Au temps du Covid-19, la confiance passe par la cohérence

Contribution externe
Au temps du Covid-19, la confiance passe par la cohérence
©Unsplash & D.R.

Une chronique d'Etienne de Callataÿ (Université de Namur et UCL, etienne.decallatay@orcadia.eu).

La crise du coronavirus impose aux pouvoirs publics de faire très vite et très fort. Le souci de la cohésion sociale leur impose d’agir avec des principes.

N’ayant pas de plan préétabli face à une telle pandémie, malgré les avertissements qu’elles avaient reçus relatifs à ce risque, les autorités publiques ont été obligées de réagir dans l’urgence et ont osé "faire fort". Il y a lieu de se réjouir que les instruments sanitaires, d’abord, mais aussi budgétaires, monétaires et réglementaires aient été si vite mobilisés. Simultanément, il faut se préoccuper des risques d’incohérence dans l’action publique débridée actuelle.

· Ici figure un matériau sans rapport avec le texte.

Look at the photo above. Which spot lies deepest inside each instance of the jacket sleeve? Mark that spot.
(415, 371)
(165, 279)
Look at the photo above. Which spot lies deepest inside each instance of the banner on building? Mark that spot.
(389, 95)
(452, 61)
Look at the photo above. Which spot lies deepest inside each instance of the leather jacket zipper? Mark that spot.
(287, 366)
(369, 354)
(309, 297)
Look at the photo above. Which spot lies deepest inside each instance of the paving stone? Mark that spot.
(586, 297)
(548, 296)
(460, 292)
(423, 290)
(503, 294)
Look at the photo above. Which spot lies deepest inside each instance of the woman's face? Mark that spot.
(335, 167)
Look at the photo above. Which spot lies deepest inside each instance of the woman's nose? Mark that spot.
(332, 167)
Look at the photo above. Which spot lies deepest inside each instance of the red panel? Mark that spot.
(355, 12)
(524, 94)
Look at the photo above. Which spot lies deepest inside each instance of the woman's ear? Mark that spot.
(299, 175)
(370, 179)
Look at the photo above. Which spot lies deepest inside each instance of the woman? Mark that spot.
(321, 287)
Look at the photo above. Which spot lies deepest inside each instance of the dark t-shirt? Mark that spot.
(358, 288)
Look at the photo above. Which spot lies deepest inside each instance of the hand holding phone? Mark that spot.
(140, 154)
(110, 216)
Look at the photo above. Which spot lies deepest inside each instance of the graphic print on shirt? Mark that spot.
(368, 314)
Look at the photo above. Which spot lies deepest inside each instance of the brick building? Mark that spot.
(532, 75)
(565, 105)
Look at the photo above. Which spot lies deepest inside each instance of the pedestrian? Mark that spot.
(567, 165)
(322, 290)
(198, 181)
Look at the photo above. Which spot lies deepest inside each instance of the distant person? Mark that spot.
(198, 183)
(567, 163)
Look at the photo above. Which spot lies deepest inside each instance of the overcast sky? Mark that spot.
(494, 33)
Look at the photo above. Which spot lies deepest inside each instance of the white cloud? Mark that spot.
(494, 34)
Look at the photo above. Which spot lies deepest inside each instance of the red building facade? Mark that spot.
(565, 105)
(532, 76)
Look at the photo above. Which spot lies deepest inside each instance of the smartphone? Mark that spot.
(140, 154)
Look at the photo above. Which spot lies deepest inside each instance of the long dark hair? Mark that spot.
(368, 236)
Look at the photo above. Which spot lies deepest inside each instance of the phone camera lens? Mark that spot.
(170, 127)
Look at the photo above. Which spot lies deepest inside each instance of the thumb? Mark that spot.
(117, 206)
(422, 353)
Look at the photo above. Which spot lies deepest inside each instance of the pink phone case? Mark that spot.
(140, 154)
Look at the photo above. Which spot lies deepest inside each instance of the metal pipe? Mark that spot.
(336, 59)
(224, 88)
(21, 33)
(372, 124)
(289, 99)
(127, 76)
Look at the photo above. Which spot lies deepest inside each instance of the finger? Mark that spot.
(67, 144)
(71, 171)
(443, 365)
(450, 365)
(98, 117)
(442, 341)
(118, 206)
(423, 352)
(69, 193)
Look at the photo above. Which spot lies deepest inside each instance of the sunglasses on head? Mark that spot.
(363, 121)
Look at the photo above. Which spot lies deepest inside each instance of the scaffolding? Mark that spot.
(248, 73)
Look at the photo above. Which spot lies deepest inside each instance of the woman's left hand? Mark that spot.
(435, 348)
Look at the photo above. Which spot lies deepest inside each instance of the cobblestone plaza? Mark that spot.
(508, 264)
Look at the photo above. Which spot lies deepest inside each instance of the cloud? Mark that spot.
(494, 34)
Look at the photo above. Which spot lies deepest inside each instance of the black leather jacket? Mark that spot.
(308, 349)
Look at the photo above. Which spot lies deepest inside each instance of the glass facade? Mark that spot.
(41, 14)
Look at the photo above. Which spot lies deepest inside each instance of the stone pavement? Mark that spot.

Il est loin, le temps du chasseur-cueilleur, où ce méfier était une condition de survie. Désormais, notre bien-être est tributaire de notre confiance envers autrui comme envers l’organisation collective. Pour redémarrer, il faut, dans les ateliers et les bureaux, que nous fassions confiance à nos collègues, première source potentielle de contamination. C’est cela qui rend le "testing" à large échelle crucial sur le plan économique (voir Dewatripont et al., "Rapidly identifying workers who are immune to COVID-19 and virus-free is a priority for restarting the economy", VoxEU, 23 mars 2020.). Il faut que nous ayons confiance envers le système de santé. Il faut que nous ayons confiance envers le "système tout court". Sans cela, les extrémistes prospéreront. Et pour cela, il faut que les pouvoirs publics agissent sur la base de principes, garants de la cohérence intellectuelle dans ce qu’ils décident. Sinon, la porte est grande ouverte aux accusations d’injustice, d’arbitraire, de copinages, de "deux poids, deux mesures".

Il faut être cohérent dans les mesures de confinement. Avoir imposé la fermeture des jardineries et pépinières mais à l’exception des magasins d’une chaîne qui vend accessoirement aussi de la nourriture pour animaux et des produits de boulangerie a, de manière compréhensible, fait jaser sur le pouvoir d’influence du lobby d’origine agricole propriétaire de cette chaîne.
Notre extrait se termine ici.